Choix du type et du nombre de serveurs physiques
Présentation de la problématique
L'évolution d'une infrastructure nécessite de choisir du matériel capable de supporter la charge de travail actuelle tout en anticipant les besoins futurs. La problématique centrale consiste à déterminer la forme physique (tour, rack ou lame) et la quantité de serveurs nécessaires pour héberger les services d'une organisation.
Ce choix ne dépend pas uniquement de la puissance brute, mais implique des enjeux d'encombrement spatial, de refroidissement, d'évolutivité et de tolérance aux pannes. À titre d'exemple, une entreprise devant héberger une centaine de machines virtuelles impose obligatoirement la mise en place d'une haute disponibilité.

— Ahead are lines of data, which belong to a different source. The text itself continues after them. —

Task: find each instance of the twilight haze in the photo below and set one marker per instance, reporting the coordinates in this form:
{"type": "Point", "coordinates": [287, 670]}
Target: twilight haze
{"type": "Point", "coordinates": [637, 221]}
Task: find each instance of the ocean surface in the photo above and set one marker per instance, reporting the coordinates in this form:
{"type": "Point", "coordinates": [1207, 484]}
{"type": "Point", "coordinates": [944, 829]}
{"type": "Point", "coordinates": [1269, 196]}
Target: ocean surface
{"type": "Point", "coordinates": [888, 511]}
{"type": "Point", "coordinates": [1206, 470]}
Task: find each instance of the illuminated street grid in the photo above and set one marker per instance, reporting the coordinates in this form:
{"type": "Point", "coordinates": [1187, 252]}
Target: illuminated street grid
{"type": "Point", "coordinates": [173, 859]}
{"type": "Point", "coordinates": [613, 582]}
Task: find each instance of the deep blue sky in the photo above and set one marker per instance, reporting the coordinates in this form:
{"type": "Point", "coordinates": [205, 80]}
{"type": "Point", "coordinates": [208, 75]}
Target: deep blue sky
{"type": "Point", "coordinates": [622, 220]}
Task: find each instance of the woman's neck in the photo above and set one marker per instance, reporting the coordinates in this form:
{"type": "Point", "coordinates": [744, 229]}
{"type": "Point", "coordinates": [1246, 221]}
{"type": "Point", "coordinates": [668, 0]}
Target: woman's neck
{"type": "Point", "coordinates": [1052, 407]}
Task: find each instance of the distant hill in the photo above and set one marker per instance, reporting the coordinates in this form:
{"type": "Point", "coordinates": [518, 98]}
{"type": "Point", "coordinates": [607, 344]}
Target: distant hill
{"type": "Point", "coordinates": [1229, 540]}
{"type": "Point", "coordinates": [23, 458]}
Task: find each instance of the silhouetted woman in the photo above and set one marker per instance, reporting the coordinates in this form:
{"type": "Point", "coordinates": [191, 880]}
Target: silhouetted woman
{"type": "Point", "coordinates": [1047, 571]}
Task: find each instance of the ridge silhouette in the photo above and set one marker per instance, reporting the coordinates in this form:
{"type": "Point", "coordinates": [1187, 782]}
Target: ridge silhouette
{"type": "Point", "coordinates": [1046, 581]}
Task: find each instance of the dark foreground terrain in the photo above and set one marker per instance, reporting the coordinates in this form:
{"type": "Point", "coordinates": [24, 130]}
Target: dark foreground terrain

Il faut donc répartir la charge (par exemple, un minimum de 60 cœurs physiques et 1,5 To de RAM DDR5 ECC) sur plusieurs machines matérielles pour éviter un point de défaillance unique (SPOF).
Les solutions
Le choix du facteur de forme (form factor) dépend directement de la taille de l'infrastructure et de la salle d'hébergement.
| Type de Serveur | Description | Avantages | Inconvénients | Cas d'usage |
|---|---|---|---|---|
| Serveur Tour (Tower) | Boîtier indépendant similaire à un PC de bureau massif. | Silencieux, ne nécessite pas d'armoire spécifique (baie), coût initial faible. | Encombrant, gestion des câbles complexe, faible densité. | TPE/PME sans salle informatique dédiée, bureaux isolés. |
| Serveur Rack | Serveur plat conçu pour être empilé dans une armoire standardisée (mesuré en Unités 'U'). | Excellente densité, évolutivité simple, standardisation, gestion des flux d'air optimisée. | Nécessite une baie de brassage/serveur, bruyant. | Datacenters, PME/ETI nécessitant une salle serveur classique. |
| Serveur Lame (Blade) | Carte électronique (lame) ultra-compacte s'insérant dans un châssis mutualisant l'alimentation et le réseau. | Densité maximale, câblage drastiquement réduit, administration centralisée. | Coût d'entrée très élevé (achat du châssis), risque de surchauffe important. | Grandes entreprises, calcul haute performance (HPC), très grands datacenters. |
Les concepts
Le dimensionnement (Sizing) et la Haute Disponibilité (HA)
Pour répondre à la question "Combien de serveurs ?", il faut appliquer le principe de la redondance N+1 (voire N+2).
Si l'ensemble des services nécessite une puissance totale X, on ne choisit pas un seul gros serveur, mais plusieurs serveurs plus petits. Si l'un tombe en panne, les autres doivent pouvoir absorber la charge des machines virtuelles redémarrées.
- Calcul de base : Diviser les besoins globaux (ex: 60 cœurs, 1,5 To de RAM ) par les capacités d'un modèle de serveur, et ajouter au moins un nœud supplémentaire (N+1) pour garantir la continuité de service en cas de crash matériel.
La Redondance Matérielle
Au-delà du nombre de serveurs, chaque machine physique doit intégrer ses propres sécurités pour éviter de s'éteindre à la moindre défaillance d'un composant.
- Alimentation : L'utilisation d'une double alimentation électrique connectée à des onduleurs distincts est indispensable pour maintenir le service.
- Stockage local : Le système d'exploitation de l'hyperviseur nécessite une tolérance aux pannes locale, généralement gérée par un contrôleur RAID matériel en miroir (RAID 1).
L'Administration Hors Bande (Out-of-band management)
Lorsque l'on déploie une flotte de serveurs (en rack ou en lame), on ne branche plus d'écran ni de clavier directement dessus. On utilise des cartes de gestion à distance intégrées aux cartes mères.
- Notion clé : Les technologies comme iDRAC (Dell) ou iLO (HP) permettent d'administrer le serveur au niveau matériel. On peut allumer, éteindre, configurer le BIOS ou installer un OS à distance, même si le serveur est éteint ou que l'OS principal a planté, grâce à un port réseau dédié.
Conclusion
Le choix du matériel est le socle de toute infrastructure système. Pour un environnement de virtualisation d'entreprise exigeant la haute disponibilité, les serveurs rack sont généralement le compromis idéal entre densité et coût, tandis que les lames sont réservées aux très grosses volumétries. Le nombre exact de serveurs physiques dépend du calcul des ressources totales nécessaires (CPU/RAM/Réseau) divisé par la capacité unitaire, auquel on ajoute systématiquement un ou plusieurs nœuds de secours (N+1) équipés de composants redondés et d'interfaces de gestion à distance.